Mimetas BV, J.H. Oortweg 19, 2333 CH, Leiden, The Netherlands.
Department of Cell and Chemical Biology, Leiden University Medical Centre, Einthovenweg 20, 2333 ZC, Leiden, The Netherlands.
Fluids Barriers CNS. 2018 Aug 31;15(1):23. doi: 10.1186/s12987-018-0108-3.

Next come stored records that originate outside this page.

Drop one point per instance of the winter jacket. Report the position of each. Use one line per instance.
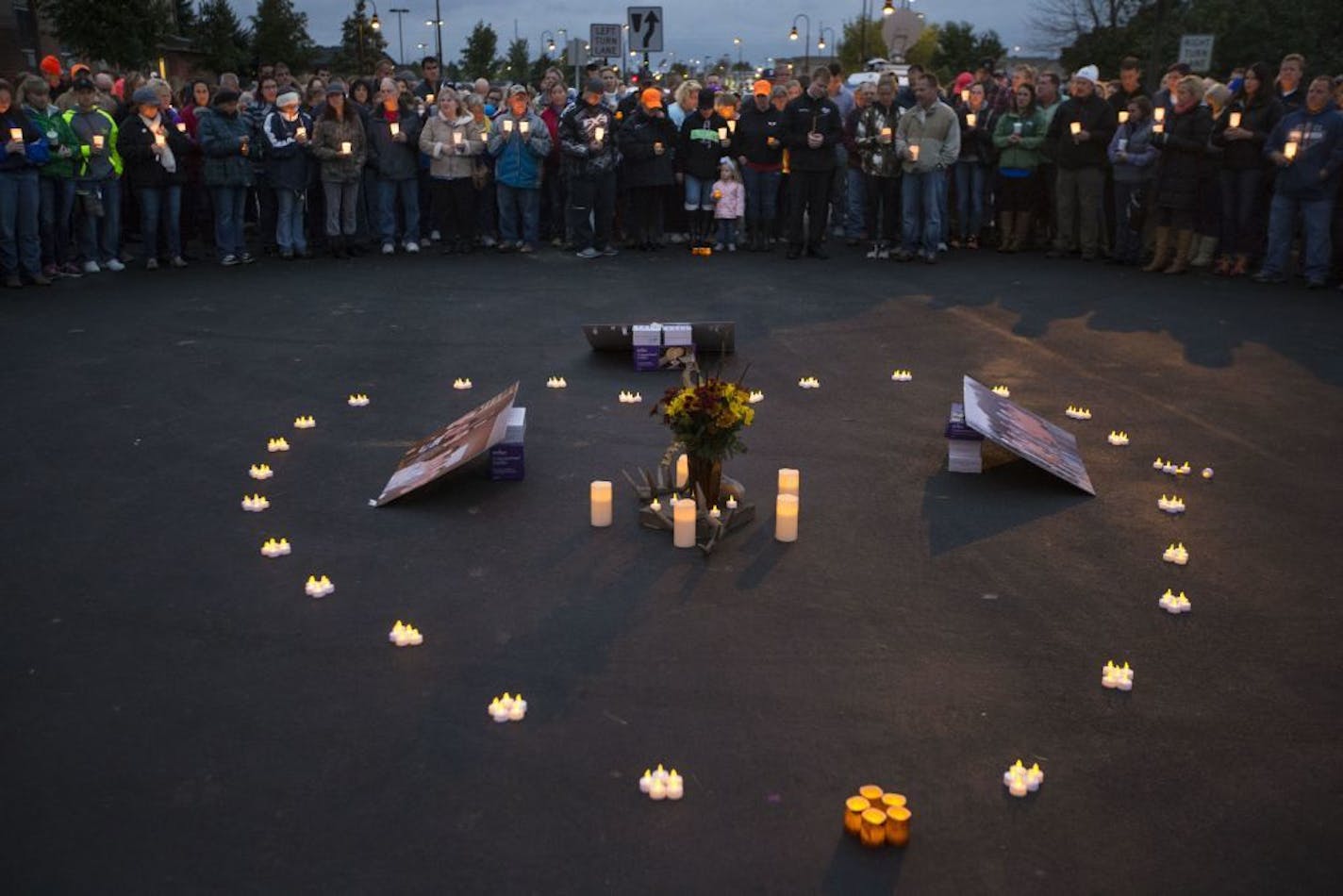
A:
(438, 142)
(1184, 161)
(1139, 161)
(86, 125)
(288, 161)
(1096, 119)
(1025, 155)
(519, 158)
(389, 158)
(35, 151)
(937, 133)
(60, 141)
(1260, 117)
(331, 135)
(755, 128)
(879, 158)
(145, 168)
(221, 139)
(578, 133)
(804, 116)
(700, 149)
(1315, 173)
(643, 167)
(731, 202)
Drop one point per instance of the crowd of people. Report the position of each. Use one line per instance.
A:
(1198, 174)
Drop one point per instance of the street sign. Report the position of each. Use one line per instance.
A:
(605, 41)
(646, 28)
(1197, 50)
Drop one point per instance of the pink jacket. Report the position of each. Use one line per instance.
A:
(734, 203)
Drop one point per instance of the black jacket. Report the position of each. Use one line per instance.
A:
(699, 156)
(643, 167)
(801, 117)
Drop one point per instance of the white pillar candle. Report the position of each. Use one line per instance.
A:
(786, 518)
(601, 493)
(683, 522)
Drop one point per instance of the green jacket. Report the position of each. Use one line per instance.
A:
(59, 136)
(1026, 154)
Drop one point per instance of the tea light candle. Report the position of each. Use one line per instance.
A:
(786, 518)
(683, 524)
(601, 496)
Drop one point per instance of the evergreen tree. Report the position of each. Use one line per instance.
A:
(279, 32)
(221, 38)
(480, 54)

Receptor-mediated transcytosis is one of the major routes for drug delivery of large molecules into the brain. The aim of this study was to develop a novel model of the human blood-brain barrier (BBB) in a high-throughput microfluidic device. This model can be used to assess passage of large biopharmaceuticals, such as therapeutic antibodies, across the BBB.
The model comprises human cell lines of brain endothelial cells, astrocytes, and pericytes in a two-lane or three-lane microfluidic platform that harbors 96 or 40 chips, respectively, in a 384-well plate format. In each chip, a perfused vessel of brain endothelial cells was grown against an extracellular matrix gel, which was patterned by means of surface tension techniques. Astrocytes and pericytes were added on the other side of the gel to complete the BBB on-a-chip model. Barrier function of the model was studied using fluorescent barrier integrity assays. To test antibody transcytosis, the lumen of the model's endothelial vessel was perfused with an anti-transferrin receptor antibody or with a control antibody. The levels of antibody that penetrated to the basal compartment were quantified using a mesoscale discovery assay.
The perfused BBB on-a-chip model shows presence of adherens and tight junctions and severely limits the passage of a 20 kDa FITC-dextran dye. Penetration of the antibody targeting the human transferrin receptor (MEM-189) was markedly higher than penetration of the control antibody (apparent permeability of 2.9 × 10 versus 1.6 × 10 cm/min, respectively).
We demonstrate successful integration of a human BBB microfluidic model in a high-throughput plate-based format that can be used for drug screening purposes. This in vitro model shows sufficient barrier function to study the passage of large molecules and is sensitive to differences in antibody penetration, which could support discovery and engineering of BBB-shuttle technologies.
受体介导的转胞吞作用是将大分子药物递送到大脑的主要途径之一。本研究的目的是开发一种新型高通量微流控装置中的人血脑屏障(BBB)模型。该模型可用于评估大生物制药(如治疗性抗体)穿过 BBB 的情况。
该模型由脑内皮细胞、星形胶质细胞和周细胞的人细胞系组成,分别在双通道或三通道微流控平台中,以 384 孔板格式在 96 或 40 个芯片中进行培养。在每个芯片中,在脑内皮细胞的灌注血管中生长,对抗由表面张力技术图案化的细胞外基质凝胶。在凝胶的另一侧添加星形胶质细胞和周细胞,以完成芯片上的 BBB 模型。使用荧光屏障完整性测定法研究模型的屏障功能。为了测试抗体转胞作用,将模型内皮血管的内腔用抗转铁蛋白受体抗体或对照抗体灌注。使用 Mesoscale Discovery 测定法定量穿透到基底隔室的抗体水平。
灌注的 BBB 芯片模型显示存在黏附连接和紧密连接,并严重限制了 20 kDa FITC-葡聚糖染料的通过。靶向人转铁蛋白受体的抗体(MEM-189)的穿透率明显高于对照抗体(表观渗透系数分别为 2.9×10-3 和 1.6×10-3 cm/min)。
我们成功地将人 BBB 微流控模型集成到高通量基于平板的格式中,可用于药物筛选目的。该体外模型显示出足够的屏障功能,可用于研究大分子的通过情况,并且对抗体穿透的差异敏感,这可以支持 BBB 穿梭技术的发现和工程化。